In the CA1 area of the hippocampus of urethane-anaesthetized rats, the greatest delta[K+]omicron and delta[Ca2+]omicron evoked by repetitive fimbrial-commissural stimulation were always found in the pyramidal cell layer; but there were large increases in [K+]omicron over a wide range of depth, whereas a major fall in [Ca2+]omicron was localized almost exclusively to the level of the pyramidal layer. A sustained focal negative potential was also evoked by fimbrial stimulation; it resembled delta[K+]omicron in time course and depth distribution and therefore probably reflected cellular depolarization caused by increased [K+]omicron.

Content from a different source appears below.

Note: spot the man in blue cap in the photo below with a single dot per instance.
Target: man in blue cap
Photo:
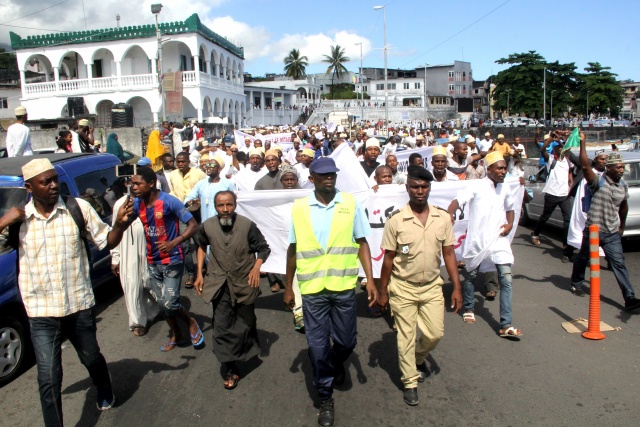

The close correlation between delta[Ca2+]omicron and delta[K+]omicron and the appearance of population spikes (especially in bursts of three to four spikes) indicate that pyramidal cell firing and corresponding K-outward and Ca-inward currents are mainly responsible for the accumulation of K+omicron and the depletion of Ca2+omicron. In CA3 pyramidal areas, delta [K+]omicron and delta[Ca2+]omicron were comparable in magnitude and distribution to changes seen in CA1, but they occurred after a longer latency, and the major delta[Ca2+]omicron had a longer duration, consistent with a more prolonged Ca2+ current.